München: Verwaltungsgericht stärkt Rechte von Referendarinnen und Referendaren

Das Verwaltungsgericht München hat mit Beschluss vom 21. Januar 2025 entschieden, dass Lehrkräfte in Ausbildung an Realschulen, Gymnasien und beruflichen Schulen bei den Wahlen zur Haupt-Jugend- und Auszubildendenvertretung (HJAV) nicht benachteiligt werden dürfen. Die HJAV-Wahl 2023 wurde für ungültig erklärt, womit das Gericht der Argumentation des Bayerischen Realschullehrerverbandes (brlv) folgte.

Bisher durften nur Referendarinnen und Referendare wählen und gewählt werden, die eigenverantwortlich unterrichten. Aufgrund der unterschiedlichen Ausbildungsstrukturen waren an Realschulen, Gymnasien und beruflichen Schulen bis zu 50 Prozent der angehenden Lehrkräfte vom Wahlrecht ausgeschlossen.

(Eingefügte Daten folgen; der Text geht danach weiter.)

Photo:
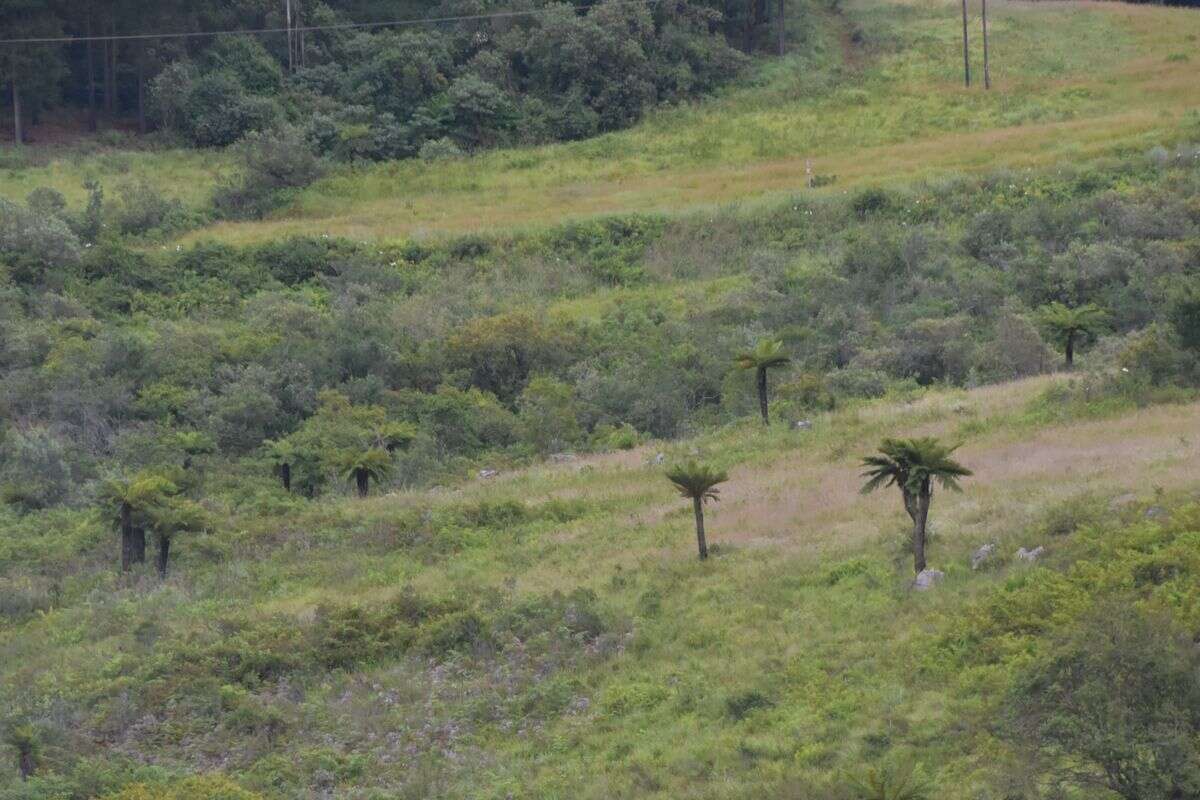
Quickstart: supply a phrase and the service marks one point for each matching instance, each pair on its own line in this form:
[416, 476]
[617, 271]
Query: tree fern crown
[766, 354]
[697, 481]
[910, 463]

An Grund- und Mittelschulen hingegen konnten alle Lehrkräfte in Ausbildung abstimmen.

Lehrkräfteverbände begrüßen Entscheidung

Die Vorsitzenden der abl-Mitgliedsverbände, darunter Ulrich Babl (brlv), Pankraz Männlein (VLB), Martin Goppel (KEG) und Michael Schwägerl (bpv), hatten diese Ungleichbehandlung seit Jahren kritisiert. Der Bayerische Realschullehrerverband (brlv) brachte schließlich die Klage ein und erzielte nun einen bedeutenden Erfolg.

Stärkung der Interessenvertretung junger Lehrkräfte

Laut Ulrich Babl ist eine starke Vertretung junger Lehrkräfte aller Schularten auf Ministerialebene entscheidend, um den öffentlichen Dienst als attraktiven Arbeitgeber zu stärken.